There’s another problem for a traditional theory that identifies knowledge with knowing that, and it is the “frame problem”:http://plato.stanford.edu/entries/frame-problem/. Make the following assumptions about a creature.

* It knows most of the relevant true propositions of the form That p is true is relevant to my decision about whether to do ψ.
* It knows an enormous number of the relevant true propositions of the form That q is true is irrelevant to my decision about whether to do ψ, though of course there infinitely many it does not know.
* If it consciously draws on a piece of knowledge that in figuring out whether to do ψ, that has large computational costs.
* If it subconsciously draws on a piece of knowledge that in figuring out whether to do ψ, that has small but not zero computational costs.
* If it simply ignores q in figuring out whether to do ψ, rather than first considering whether to ignore q and then ignoring it, that has zero computational costs.

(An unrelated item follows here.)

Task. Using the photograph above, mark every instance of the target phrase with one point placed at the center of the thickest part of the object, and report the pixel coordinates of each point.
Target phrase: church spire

It seems to me that such a creature has to work out a way to use its knowledge that of propositions like That q is true is irrelevant to my decision about whether to do ψ in making practical deliberations without actually drawing on that knowledge. If it does draw on it, the computational costs will go to infinity, and nothing will get done. In short, it has to be able to ignore propositions like _q_, and it has to ignore them without thinking about whether to ignore them.

It seems that a skill like this is not something one gets by simply having a lot of knowledge. One can know all you like about how propositions like _q_ should be ignored in practical deliberation. But it won’t help a bit if you have to go through the propositions one by one and conclude that they should be ignored, even if you can do all this subconsciously.

Moreover, it is a sign of *intelligence* to have such a skill. Someone whose mind drifts onto thoughts about the finer details of French medieval history when trying to decide whether to catch this local train or wait for the express is displaying a kind of unintelligence. As above, Ryle concludes from that that the skill is a distinctively cognitive skill, and worthy of being called a kind of knowledge. Since it isn’t knowledge that – our creature has all the salient knowledge that – it is a kind of knowing how.

Now I assume that the five assumptions I made above are actually true of creatures like us. Perhaps they are not; perhaps we have a way of drawing on knowledge that which doesn’t involve any computational costs. But I rather doubt that’s true. I think that we drawing on knowledge by using it computationally, and computational usage is by definition costly. Not nearly as costly as conscious thought, but costly. Many of us are sensitive to our knowledge of unimportance without drawing on it; we make decisions about whether to catch the local or the express without first considering whether French medieval history is relevant, and deciding that it isn’t. But this is because we know how to ignore irrelevant information, not merely that we know that the irrelevant information is irrelevant. Knowing that it is irrelevant is no use if you don’t know how to adjust your decision making process in light of that knowledge.